How Databricks Powers Stantec’s Flood Predictor Engine

December 11, 2022

1

This can be a collaborative submit between Stantec and Databricks. We thank ML Operations Lead Assaad Mrad, Ph.D. and Knowledge Scientist Jared Van Blitterswyk, Ph.D. of Stantec for his or her contributions.

At Stantec, we got down to develop the primary ever fast flood estimation product. Flood Predictor is constructed upon a ML algorithm skilled on high-quality options. These options are a product of a characteristic engineering course of that ingests knowledge from quite a lot of open datasets, performs a collection of geospatial computations, and publishes the ensuing options to a characteristic retailer (Determine 1). Sustaining the reliability of the characteristic engineering pipeline and the observability of supply, intermediate, and resultant datasets guarantee our product can convey worth to communities, catastrophe administration professionals, and governments. On this weblog submit, we’ll clarify a few of the challenges we’ve encountered in implementing manufacturing grade geospatial characteristic engineering pipelines and the way the Databricks suite of options have enabled our small staff to deploy manufacturing workloads.
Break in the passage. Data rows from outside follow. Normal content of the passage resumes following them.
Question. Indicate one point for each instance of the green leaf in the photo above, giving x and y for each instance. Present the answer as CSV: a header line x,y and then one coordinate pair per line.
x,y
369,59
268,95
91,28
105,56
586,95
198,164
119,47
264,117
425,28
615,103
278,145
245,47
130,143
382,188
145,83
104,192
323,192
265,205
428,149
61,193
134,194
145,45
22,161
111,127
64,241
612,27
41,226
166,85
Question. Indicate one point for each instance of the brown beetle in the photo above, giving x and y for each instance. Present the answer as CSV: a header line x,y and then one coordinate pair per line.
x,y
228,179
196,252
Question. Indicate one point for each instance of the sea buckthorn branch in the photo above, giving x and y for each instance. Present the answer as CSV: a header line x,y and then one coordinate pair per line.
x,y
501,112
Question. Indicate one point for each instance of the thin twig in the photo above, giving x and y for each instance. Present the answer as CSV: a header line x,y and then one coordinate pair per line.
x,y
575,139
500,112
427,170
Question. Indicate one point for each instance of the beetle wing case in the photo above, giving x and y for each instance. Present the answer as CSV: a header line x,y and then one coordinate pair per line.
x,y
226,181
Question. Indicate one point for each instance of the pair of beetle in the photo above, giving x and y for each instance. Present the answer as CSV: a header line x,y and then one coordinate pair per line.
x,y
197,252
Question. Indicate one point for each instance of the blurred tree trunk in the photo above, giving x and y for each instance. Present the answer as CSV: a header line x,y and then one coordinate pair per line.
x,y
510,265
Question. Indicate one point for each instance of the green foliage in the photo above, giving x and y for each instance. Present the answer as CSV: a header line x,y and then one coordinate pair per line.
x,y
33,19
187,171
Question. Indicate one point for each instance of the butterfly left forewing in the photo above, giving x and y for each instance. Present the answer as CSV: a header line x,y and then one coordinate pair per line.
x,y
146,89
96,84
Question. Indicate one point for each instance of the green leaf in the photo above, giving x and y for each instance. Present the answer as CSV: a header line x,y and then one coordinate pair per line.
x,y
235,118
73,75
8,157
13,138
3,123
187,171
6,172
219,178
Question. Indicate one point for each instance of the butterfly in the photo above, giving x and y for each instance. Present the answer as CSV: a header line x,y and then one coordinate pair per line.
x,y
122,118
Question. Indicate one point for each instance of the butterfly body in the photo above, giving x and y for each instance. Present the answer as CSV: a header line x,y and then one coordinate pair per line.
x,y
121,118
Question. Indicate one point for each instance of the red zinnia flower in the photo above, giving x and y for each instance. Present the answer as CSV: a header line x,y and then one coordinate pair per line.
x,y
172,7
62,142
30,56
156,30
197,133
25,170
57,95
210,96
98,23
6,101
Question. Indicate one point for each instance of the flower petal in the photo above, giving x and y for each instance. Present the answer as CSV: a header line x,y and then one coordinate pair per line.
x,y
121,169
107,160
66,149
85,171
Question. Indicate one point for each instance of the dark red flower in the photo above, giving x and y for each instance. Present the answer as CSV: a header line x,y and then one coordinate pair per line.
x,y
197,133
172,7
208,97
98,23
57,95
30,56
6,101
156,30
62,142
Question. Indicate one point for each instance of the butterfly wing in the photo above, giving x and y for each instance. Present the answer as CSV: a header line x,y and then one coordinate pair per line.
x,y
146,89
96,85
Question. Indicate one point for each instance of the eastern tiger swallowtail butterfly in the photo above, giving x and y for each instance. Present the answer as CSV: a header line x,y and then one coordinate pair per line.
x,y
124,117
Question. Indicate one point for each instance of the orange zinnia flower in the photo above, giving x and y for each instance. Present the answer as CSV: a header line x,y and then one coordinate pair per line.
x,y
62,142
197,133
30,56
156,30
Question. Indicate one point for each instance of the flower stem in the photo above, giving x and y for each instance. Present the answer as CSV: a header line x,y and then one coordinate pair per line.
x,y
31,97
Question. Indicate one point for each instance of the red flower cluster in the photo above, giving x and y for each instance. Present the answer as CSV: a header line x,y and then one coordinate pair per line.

Figure 1: Data flow and machine learning overview for flood predictor from raw data retrieval to flood inundation maps. Re-used from [2211.00636] Pi theorem formulation of flood mapping (arxiv.org). — Determine 1: Knowledge move and machine studying overview for flood predictor from uncooked knowledge retrieval to flood inundation maps. Re-used from [2211.00636] Pi theorem formulation of flood mapping (arxiv.org).

The abundance of distant sensing knowledge supplies the potential of fast, correct, and data-driven flood prediction and mapping. Flood prediction just isn’t simple, nevertheless, as every panorama has distinctive topography (e.g., slope), land use (e.g., paved residential), and land cowl (e.g., vegetation cowl and soil kind). A profitable mannequin can be explainable (engineering requirement) and common: in a position to carry out properly over a variety of geographical areas. Our preliminary method was to make use of direct derivatives of the uncooked knowledge (Determine 2) with minimal processing like normalization and encoding. Nevertheless, we discovered that the generalization of the predictions was not ample, mannequin coaching was computationally costly and the mannequin was not explainable. To handle these points, we leveraged Buckingham Pi theorem to derive a set of dimensionless options (Determine 3); i.e. options that don’t depend upon absolute portions however on the ratio of combos of hydrologic and topographic variables. Not solely did this scale back the dimensionality of the characteristic house, however the brand new options seize the similarity within the flooding course of throughout a variety of topographies and local weather areas.

By combining these options with logistic regression, or tree-based machine studying fashions we’re in a position to produce flood danger likelihood maps, in comparison with extra sturdy and sophisticated fashions. The mix of characteristic engineering and ML permits us to develop flood prediction in new areas the place flood modeling is scarce or not accessible and supplies the idea of fast estimation of flood danger on a big scale. Nevertheless, modeling and have engineering with massive geospatial datasets is an advanced downside that may be computationally costly. Many of those challenges have been simplified and develop into less expensive by leveraging capabilities and compute assets inside databricks.

Figure 2: Illustrative maps of the dimensional features first used to build the initial model for the 071200040506 HUC12 (12-digit hydrologic unit code) from the categorization used by the United States Geological Survey (USGS Water Resources: About USGS Water Resources). — Determine 2: Illustrative maps of the dimensional options first used to construct the preliminary mannequin for the 071200040506 HUC12 (12-digit hydrologic unit code) from the categorization utilized by the USA Geological Survey (USGS Water Assets: About USGS Water Assets).

Figure 3: Maps of dimensionless indices for a single sub-watershed with a 12-digit hydrologic unit code of the 071200040506 HUC12. Compare to figure 6 for visual confirmation of the predictive power of these dimensionless features. — Determine 3: Maps of dimensionless indices for a single sub-watershed with a 12-digit hydrologic unit code of the 071200040506 HUC12. Evaluate to determine 6 for visible affirmation of the predictive energy of those dimensionless options.

Every geographical area consists of tens of hundreds of thousands of knowledge factors, with knowledge compiled from a number of completely different knowledge sources. Computing the dimensionless options requires a various set of capabilities (e.g., geospatial), substantial compute energy, and a modular design the place every “module” or job performs a constrained set of operations to an enter with a selected schema. The substantial compute energy required meant that we gravitated towards options that have been cost-effective but appropriate for giant quantities of knowledge and Databricks Delta Reside Tables (DLT) was the reply. DLT brings extremely configurable compute with superior capabilities akin to autoscaling and auto-shutdown to cut back prices.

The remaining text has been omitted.